High (2.0) in Ibiza
On a glorious summer evening of what’s supposed to be the busiest weekend in August, the sleepy town of St Rafael in Ibiza resembles a De Cirico painting. The streets are empty, and the bouncer of the island’s trendiest dinner spot, El Ayum, sits bare-chested outside of his swanky joint, lazily eyeing the camel above the entrance.
While the rest of vacationing Europe is out having drinks and starting dinners on breezy terraces across the Mediterranean, Ibiza crowd is off to its 8pm siesta, getting ready to come to life again just before midnight. As you speed down a deserted highway, strangely non-descript faces of famous DJ’s loom at you from the gigantic sun-bleached posters, like a surreal remake of Apocalypse Now.

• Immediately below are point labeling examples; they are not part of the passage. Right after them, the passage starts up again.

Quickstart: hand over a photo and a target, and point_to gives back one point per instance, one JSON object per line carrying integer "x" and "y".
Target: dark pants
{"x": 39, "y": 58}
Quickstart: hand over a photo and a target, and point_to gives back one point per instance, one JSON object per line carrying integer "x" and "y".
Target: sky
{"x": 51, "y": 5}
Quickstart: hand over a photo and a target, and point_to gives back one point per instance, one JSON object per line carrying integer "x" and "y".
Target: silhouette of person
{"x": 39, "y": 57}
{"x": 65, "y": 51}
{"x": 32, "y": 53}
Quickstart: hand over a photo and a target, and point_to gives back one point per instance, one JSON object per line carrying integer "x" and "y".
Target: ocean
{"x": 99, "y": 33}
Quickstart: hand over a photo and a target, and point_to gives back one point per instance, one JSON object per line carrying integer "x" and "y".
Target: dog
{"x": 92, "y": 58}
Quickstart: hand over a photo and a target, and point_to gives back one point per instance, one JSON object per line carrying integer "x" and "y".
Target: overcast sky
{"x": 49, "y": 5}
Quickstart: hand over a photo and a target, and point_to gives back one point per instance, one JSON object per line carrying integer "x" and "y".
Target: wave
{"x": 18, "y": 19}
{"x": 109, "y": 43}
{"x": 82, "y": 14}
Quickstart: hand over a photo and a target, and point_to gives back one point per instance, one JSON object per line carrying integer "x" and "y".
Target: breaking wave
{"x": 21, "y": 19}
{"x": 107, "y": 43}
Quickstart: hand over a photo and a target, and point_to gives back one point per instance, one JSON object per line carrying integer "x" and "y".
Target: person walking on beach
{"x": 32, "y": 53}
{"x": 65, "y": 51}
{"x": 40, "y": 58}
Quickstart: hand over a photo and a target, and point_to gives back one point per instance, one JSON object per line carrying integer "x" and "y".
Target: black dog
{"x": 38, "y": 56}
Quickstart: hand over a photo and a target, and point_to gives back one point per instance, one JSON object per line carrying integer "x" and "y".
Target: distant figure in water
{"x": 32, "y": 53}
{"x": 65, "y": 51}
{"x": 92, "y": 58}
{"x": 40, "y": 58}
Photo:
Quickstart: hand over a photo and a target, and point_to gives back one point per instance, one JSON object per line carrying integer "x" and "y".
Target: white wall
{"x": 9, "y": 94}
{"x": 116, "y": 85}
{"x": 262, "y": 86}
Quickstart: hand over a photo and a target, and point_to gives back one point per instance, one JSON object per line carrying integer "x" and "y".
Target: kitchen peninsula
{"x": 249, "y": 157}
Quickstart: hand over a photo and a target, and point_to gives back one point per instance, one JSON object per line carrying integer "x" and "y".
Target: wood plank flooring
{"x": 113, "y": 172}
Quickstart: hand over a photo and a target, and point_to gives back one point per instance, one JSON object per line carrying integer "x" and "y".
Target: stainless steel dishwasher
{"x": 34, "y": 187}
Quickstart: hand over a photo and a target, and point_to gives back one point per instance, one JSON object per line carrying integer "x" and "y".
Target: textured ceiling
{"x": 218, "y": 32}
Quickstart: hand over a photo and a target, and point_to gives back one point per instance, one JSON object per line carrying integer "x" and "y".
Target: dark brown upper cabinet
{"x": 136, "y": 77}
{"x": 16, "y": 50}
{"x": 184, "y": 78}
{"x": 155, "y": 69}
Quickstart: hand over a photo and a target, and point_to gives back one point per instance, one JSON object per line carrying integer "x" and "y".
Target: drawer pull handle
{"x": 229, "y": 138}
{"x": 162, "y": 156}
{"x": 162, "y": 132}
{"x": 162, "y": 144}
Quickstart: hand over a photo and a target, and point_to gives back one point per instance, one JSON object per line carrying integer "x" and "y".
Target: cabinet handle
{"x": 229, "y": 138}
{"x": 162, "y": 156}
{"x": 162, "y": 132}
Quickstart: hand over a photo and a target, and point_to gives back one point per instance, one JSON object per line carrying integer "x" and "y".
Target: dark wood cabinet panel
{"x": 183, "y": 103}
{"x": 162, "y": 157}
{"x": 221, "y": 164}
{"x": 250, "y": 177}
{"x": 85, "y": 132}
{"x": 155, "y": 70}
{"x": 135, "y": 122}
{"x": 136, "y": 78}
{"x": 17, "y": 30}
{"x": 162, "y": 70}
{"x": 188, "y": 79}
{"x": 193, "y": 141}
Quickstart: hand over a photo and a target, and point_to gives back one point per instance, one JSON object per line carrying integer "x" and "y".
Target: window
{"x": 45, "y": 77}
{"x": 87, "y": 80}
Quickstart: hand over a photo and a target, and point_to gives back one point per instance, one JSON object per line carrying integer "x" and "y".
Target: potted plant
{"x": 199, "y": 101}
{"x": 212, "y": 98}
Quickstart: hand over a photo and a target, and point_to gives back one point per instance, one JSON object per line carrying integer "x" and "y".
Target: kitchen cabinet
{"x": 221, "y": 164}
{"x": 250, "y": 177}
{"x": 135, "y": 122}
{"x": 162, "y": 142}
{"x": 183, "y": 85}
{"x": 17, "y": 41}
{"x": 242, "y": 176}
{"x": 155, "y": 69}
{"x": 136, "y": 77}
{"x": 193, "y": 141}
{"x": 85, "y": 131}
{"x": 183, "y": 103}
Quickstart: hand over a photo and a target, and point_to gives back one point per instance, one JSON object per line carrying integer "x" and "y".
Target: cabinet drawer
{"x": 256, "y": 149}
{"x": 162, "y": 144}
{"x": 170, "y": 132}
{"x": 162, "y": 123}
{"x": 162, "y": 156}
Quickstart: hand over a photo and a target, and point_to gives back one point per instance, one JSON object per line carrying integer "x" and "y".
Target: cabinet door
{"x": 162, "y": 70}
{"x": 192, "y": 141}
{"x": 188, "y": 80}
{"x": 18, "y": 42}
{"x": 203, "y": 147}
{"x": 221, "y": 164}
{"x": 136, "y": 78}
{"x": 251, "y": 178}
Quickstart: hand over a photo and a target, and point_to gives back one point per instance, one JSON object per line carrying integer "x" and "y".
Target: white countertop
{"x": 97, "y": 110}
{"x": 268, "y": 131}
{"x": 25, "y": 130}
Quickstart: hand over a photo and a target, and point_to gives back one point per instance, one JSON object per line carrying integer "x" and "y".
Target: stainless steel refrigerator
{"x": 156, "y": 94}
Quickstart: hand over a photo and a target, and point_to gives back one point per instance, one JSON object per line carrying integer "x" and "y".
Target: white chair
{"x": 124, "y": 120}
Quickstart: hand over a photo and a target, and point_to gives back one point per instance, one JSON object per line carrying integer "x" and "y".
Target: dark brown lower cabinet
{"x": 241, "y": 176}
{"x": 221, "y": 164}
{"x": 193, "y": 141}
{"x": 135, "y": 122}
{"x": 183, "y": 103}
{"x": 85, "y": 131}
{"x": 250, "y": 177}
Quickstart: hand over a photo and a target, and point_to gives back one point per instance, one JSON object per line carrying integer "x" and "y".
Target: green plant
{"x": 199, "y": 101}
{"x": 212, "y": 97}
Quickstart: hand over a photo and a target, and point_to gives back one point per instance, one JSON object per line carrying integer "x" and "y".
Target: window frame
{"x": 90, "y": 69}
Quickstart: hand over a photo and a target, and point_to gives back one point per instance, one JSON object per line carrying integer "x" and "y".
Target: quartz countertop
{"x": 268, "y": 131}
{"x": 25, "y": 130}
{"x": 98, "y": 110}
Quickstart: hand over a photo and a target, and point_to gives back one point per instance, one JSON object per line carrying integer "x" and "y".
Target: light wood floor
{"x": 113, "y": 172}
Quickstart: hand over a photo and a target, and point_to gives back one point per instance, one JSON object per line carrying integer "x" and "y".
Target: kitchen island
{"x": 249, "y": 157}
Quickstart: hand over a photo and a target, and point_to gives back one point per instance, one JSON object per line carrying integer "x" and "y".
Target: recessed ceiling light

Come midnight the clubbers will gather to worship these un-photogenic demi-gods, as they groove behind their computers, bewitching the crowd with hypnotic sounds. And instantly the social digi-verse will come atwitter with pictures of party and fun and never-ending youth that the island bestows for a fleeting moment on those who jump head-first into the infinity pool of its myth.
A disco, a football match, a concert, an Olympic game – any public event gets augmented digitally these days, transmitted, digested, blown up, snapped by a myriad of little smartphone lights, each of us eager to nail the moment, to capture it forever and to post it right away, instead of living it and seeing it fully.
Nowhere is this fact more remarkable than in Ibiza, an island hippies once came to forget themselves, and to find union with nature while basking in the yellow sunset since then hopelessly identified with Café del Mar CD covers.
Just like its sunset, Ibiza today is both a real island and an illusion. Thousands of wannabe party animals flock here to drink from the fountain of life’s ecstasy, and wind up exhausted, thrown in with the herds of rather unglamorous and mostly drunk tourists, and not quite sure if they had as much fun as they were supposed to. Thankfully, the social media is there to make up for the fun unlived, by allowing party seekers to post pictures and witty status updates, and ultimately replace the less than exciting vacation with a digital memory of the best time in the world.
Sometime in the early naughties a friend, who proved since to be a visionary on every matter except his own bank account, gave me a curious advice about the live music business. “You have to focus on the kids in the audience” he said, “ They are the real show. You and me might find it incongruous, and depressing – but in a few years no one will care about the artist on stage. The kids are there to have a good time, and they want to be the center of attention. It’s about their experience, their connection, them, them, them. Just watch and see.”
Being a star of your own 2.0 show is much easier in Ibiza, where the DJs are hardly anything but bookmarks – faceless pins dropped on the iMap of fun. And the fun projected, edited and broadcast into the outside world of digital lore can be so much more triumphant and ecstatic than the actual pain of moving it among a throng of competing bodies, each intent to be the star of the night.
A recent Harvard study found that we feel best when we talk about ourselves – that, in fact, “ the regions of the brain that are activated by talking about oneself are also responsible for the thrills of food, sex, money and drug addiction”. How fitting it is, then, that an island that excels in all of the above pleasures, would add the new digital “me 2.0” vice to the list.
For some peculiar idealistic reasons the Harvard researchers proceeded to conclude that this phenomenon serves an evolutionary purpose, providing human beings with extra motivation to form social bonds. « Some studies show that the more you self-disclose to someone, the more you like them, the more they like you.. »
I doubt there is anything evolutionally rewarding about a whole bunch of people posting about themselves at the same time – which is the undisputed case of digital megalomania in which we are all partaking today. The sad irony of this happening in a place, where one is supposed to be empowered by the energy of the crowd, to merge with it so as to rise above the petty individual existence and become a part of the ecstatic whole… a dream that hippies brought to Ibiza half-a-century ago, and that now has dissolved into a pre-historic curiosity of the analog age.